報酬をいくらにするか、私はGeminiに相談しました。
「データの規模や、表記ゆれ対応の複雑さを考えると、6〜8万円が妥当」
そう言われて、私は「8万円」で打診したんです。
でも――これはAIの言葉を、そのまま信じすぎた例でした。
AIは、私が入力した情報の中だけで「妥当」と判断します。
実際の市場相場や、目の前のクライアントの予算感までは、知りません。
AIの出した数字は、あくまで”参考値”。最終判断は、自分でする。
これは以前、別の記事でも、自分で書いたことでした。
分かっていたのに、やってしまった。お恥ずかしい限りです。
失敗⑤:相手の「57,000円」の真意を、読み違えた
8万円で打診したあと、クライアントからこう返ってきました。
「市販されているものでも、最安で57,000円ですよ」
このとき私は、「じゃあ6万円くらいなら大丈夫か」と受け取りました。
そして「60,000円+メンテ20,000円」で再提示。
でも、今になって思います。
あの「57,000円」は、たぶん**「もっと安くしてほしい」というサイン**だったんじゃないか、と。

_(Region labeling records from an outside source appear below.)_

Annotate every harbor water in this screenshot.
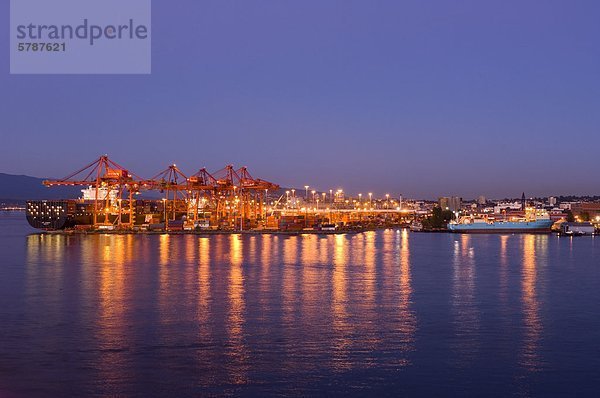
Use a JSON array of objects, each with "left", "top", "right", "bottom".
[{"left": 0, "top": 213, "right": 600, "bottom": 397}]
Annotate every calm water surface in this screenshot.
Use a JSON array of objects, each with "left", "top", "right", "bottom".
[{"left": 0, "top": 213, "right": 600, "bottom": 397}]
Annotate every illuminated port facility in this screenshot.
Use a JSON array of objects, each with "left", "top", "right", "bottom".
[{"left": 26, "top": 155, "right": 408, "bottom": 232}]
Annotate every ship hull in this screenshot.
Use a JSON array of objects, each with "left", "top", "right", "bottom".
[{"left": 448, "top": 220, "right": 554, "bottom": 234}]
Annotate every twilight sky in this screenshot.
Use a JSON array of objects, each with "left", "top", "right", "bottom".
[{"left": 0, "top": 0, "right": 600, "bottom": 198}]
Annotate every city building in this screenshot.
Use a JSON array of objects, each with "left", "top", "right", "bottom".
[{"left": 438, "top": 196, "right": 462, "bottom": 211}]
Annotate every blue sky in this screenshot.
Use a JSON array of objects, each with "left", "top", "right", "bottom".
[{"left": 0, "top": 0, "right": 600, "bottom": 198}]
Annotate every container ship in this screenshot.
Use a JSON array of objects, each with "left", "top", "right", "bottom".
[{"left": 448, "top": 209, "right": 554, "bottom": 233}]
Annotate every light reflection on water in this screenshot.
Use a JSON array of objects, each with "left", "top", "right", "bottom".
[{"left": 0, "top": 224, "right": 598, "bottom": 396}]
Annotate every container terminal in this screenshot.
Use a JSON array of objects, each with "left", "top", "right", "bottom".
[{"left": 26, "top": 155, "right": 414, "bottom": 233}]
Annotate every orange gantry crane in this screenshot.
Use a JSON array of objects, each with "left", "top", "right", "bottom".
[
  {"left": 43, "top": 155, "right": 139, "bottom": 227},
  {"left": 44, "top": 155, "right": 279, "bottom": 229}
]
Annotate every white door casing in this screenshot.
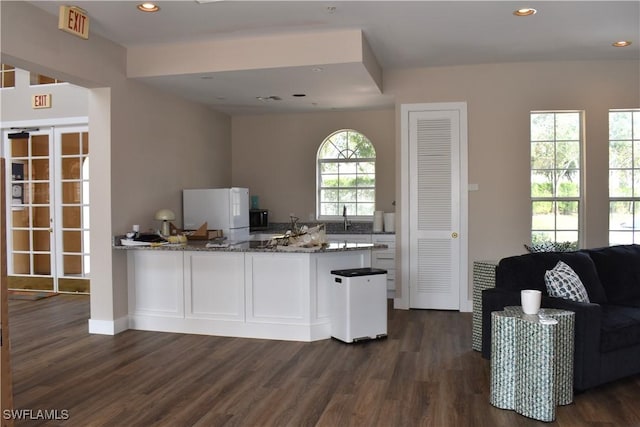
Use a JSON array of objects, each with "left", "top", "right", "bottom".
[{"left": 395, "top": 103, "right": 469, "bottom": 311}]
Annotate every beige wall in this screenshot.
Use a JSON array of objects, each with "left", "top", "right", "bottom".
[
  {"left": 0, "top": 2, "right": 231, "bottom": 327},
  {"left": 384, "top": 61, "right": 640, "bottom": 300},
  {"left": 0, "top": 70, "right": 89, "bottom": 121},
  {"left": 231, "top": 109, "right": 396, "bottom": 222}
]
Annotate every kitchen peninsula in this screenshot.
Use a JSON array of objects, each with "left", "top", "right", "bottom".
[{"left": 114, "top": 241, "right": 385, "bottom": 341}]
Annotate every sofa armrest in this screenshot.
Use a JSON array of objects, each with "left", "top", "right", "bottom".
[{"left": 541, "top": 297, "right": 602, "bottom": 390}]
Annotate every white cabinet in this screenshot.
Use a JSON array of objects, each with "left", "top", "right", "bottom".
[
  {"left": 184, "top": 251, "right": 244, "bottom": 321},
  {"left": 127, "top": 248, "right": 371, "bottom": 341},
  {"left": 245, "top": 253, "right": 314, "bottom": 325},
  {"left": 127, "top": 251, "right": 184, "bottom": 317},
  {"left": 371, "top": 234, "right": 396, "bottom": 298}
]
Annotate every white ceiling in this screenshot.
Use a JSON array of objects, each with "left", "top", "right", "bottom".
[{"left": 31, "top": 0, "right": 640, "bottom": 114}]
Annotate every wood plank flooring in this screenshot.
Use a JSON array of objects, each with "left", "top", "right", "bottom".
[{"left": 9, "top": 295, "right": 640, "bottom": 427}]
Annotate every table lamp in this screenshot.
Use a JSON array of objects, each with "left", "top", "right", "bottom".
[{"left": 155, "top": 209, "right": 176, "bottom": 236}]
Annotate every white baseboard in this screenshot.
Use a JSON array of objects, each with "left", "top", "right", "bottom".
[{"left": 89, "top": 316, "right": 129, "bottom": 335}]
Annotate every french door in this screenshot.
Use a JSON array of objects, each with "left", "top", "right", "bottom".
[{"left": 4, "top": 126, "right": 90, "bottom": 292}]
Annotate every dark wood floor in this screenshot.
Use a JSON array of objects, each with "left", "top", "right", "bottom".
[{"left": 9, "top": 295, "right": 640, "bottom": 427}]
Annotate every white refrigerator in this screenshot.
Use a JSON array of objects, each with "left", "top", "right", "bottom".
[{"left": 182, "top": 187, "right": 249, "bottom": 243}]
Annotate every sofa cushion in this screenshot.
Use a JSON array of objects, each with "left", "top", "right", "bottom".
[
  {"left": 586, "top": 245, "right": 640, "bottom": 305},
  {"left": 600, "top": 304, "right": 640, "bottom": 353},
  {"left": 496, "top": 251, "right": 607, "bottom": 304},
  {"left": 544, "top": 261, "right": 589, "bottom": 302}
]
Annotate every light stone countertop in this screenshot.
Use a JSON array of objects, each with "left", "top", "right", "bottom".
[{"left": 113, "top": 236, "right": 387, "bottom": 253}]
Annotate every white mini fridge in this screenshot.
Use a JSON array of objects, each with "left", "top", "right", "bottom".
[
  {"left": 331, "top": 268, "right": 387, "bottom": 343},
  {"left": 182, "top": 187, "right": 249, "bottom": 243}
]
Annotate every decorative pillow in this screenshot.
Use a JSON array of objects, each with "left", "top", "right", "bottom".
[
  {"left": 544, "top": 261, "right": 589, "bottom": 302},
  {"left": 524, "top": 242, "right": 573, "bottom": 253}
]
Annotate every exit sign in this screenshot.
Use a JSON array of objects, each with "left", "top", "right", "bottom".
[
  {"left": 58, "top": 6, "right": 89, "bottom": 39},
  {"left": 31, "top": 93, "right": 51, "bottom": 109}
]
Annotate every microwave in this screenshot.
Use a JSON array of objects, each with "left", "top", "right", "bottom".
[{"left": 249, "top": 209, "right": 269, "bottom": 231}]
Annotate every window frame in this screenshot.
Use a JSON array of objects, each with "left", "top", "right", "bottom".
[
  {"left": 607, "top": 108, "right": 640, "bottom": 245},
  {"left": 315, "top": 129, "right": 377, "bottom": 221},
  {"left": 0, "top": 64, "right": 16, "bottom": 89},
  {"left": 529, "top": 110, "right": 585, "bottom": 249}
]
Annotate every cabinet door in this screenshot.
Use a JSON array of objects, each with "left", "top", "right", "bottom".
[
  {"left": 127, "top": 250, "right": 184, "bottom": 317},
  {"left": 245, "top": 253, "right": 311, "bottom": 324},
  {"left": 184, "top": 252, "right": 244, "bottom": 321}
]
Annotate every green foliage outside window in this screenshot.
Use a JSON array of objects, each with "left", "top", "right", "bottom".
[
  {"left": 530, "top": 111, "right": 581, "bottom": 248},
  {"left": 318, "top": 130, "right": 376, "bottom": 217}
]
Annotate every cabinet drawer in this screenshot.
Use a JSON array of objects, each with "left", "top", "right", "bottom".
[
  {"left": 371, "top": 234, "right": 396, "bottom": 249},
  {"left": 371, "top": 249, "right": 396, "bottom": 260},
  {"left": 371, "top": 258, "right": 396, "bottom": 270}
]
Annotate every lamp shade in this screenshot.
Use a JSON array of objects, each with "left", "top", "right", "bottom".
[{"left": 155, "top": 209, "right": 176, "bottom": 221}]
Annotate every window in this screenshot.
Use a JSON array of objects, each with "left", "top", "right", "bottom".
[
  {"left": 0, "top": 64, "right": 16, "bottom": 87},
  {"left": 316, "top": 129, "right": 376, "bottom": 219},
  {"left": 609, "top": 109, "right": 640, "bottom": 245},
  {"left": 29, "top": 73, "right": 65, "bottom": 86},
  {"left": 531, "top": 111, "right": 582, "bottom": 249}
]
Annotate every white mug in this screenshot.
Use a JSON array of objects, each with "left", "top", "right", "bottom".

おそらく、相手が本当に出したかったのは、3〜4万円くらい。
その本音を、私は読み取れませんでした。
(余談ですが、相手の意図を汲み取るのは、本来Claudeが得意なところ。交渉メッセージを送る前に、一度Claudeに相談すればよかった、と後から思いました。)
じゃあ、次はどうするのか
長々と失敗を並べましたが、大事なのは、ここからです。
私がこの一件で、「次は絶対にこうする」と決めたことが、2つあります。
① 最初に、見積りと契約を「文面」で固める
何を、いくらで、いつまでに作るのか。
これを、作業に入る前に、必ず文面で残す。
口約束や「なんとなくの空気」では、二度と進めません。
クラウドワークスなら、正式な契約手続きをきちんと踏む。これを徹底します。
② 共有は「閲覧権限のみ」にする
納品前の確認は、閲覧権限だけで渡す。
編集やコピーができる状態で、完成品を先に渡さない。
たったこれだけのことで、防げるリスクがあるんです。
それでも、この経験は「赤字」じゃない
ここまで読んで、「散々だな」と思われたかもしれません。
たしかに、報酬は1円も入りませんでした。
費やした時間を考えれば、完全な「ただ働き」です。
でも、私はこの経験を、後悔していません。
なぜなら――
- 非エンジニアでも、AIで22万件の自動化ができると証明できた
- 報酬交渉と契約の「やってはいけないこと」を、身をもって学べた
- そして今、こうして記事のネタにできている(笑)
お金にはならなかったけれど、スキルと教訓は、しっかり手元に残りました。
「作れること」と「稼げること」は、まったくの別物。
技術はAIが助けてくれても、値付けと契約だけは、自分で守るしかない。
これが、今回いちばんの学びです。
同じように副業で頑張っている方の、ささやかな”反面教師”になれたら嬉しいです。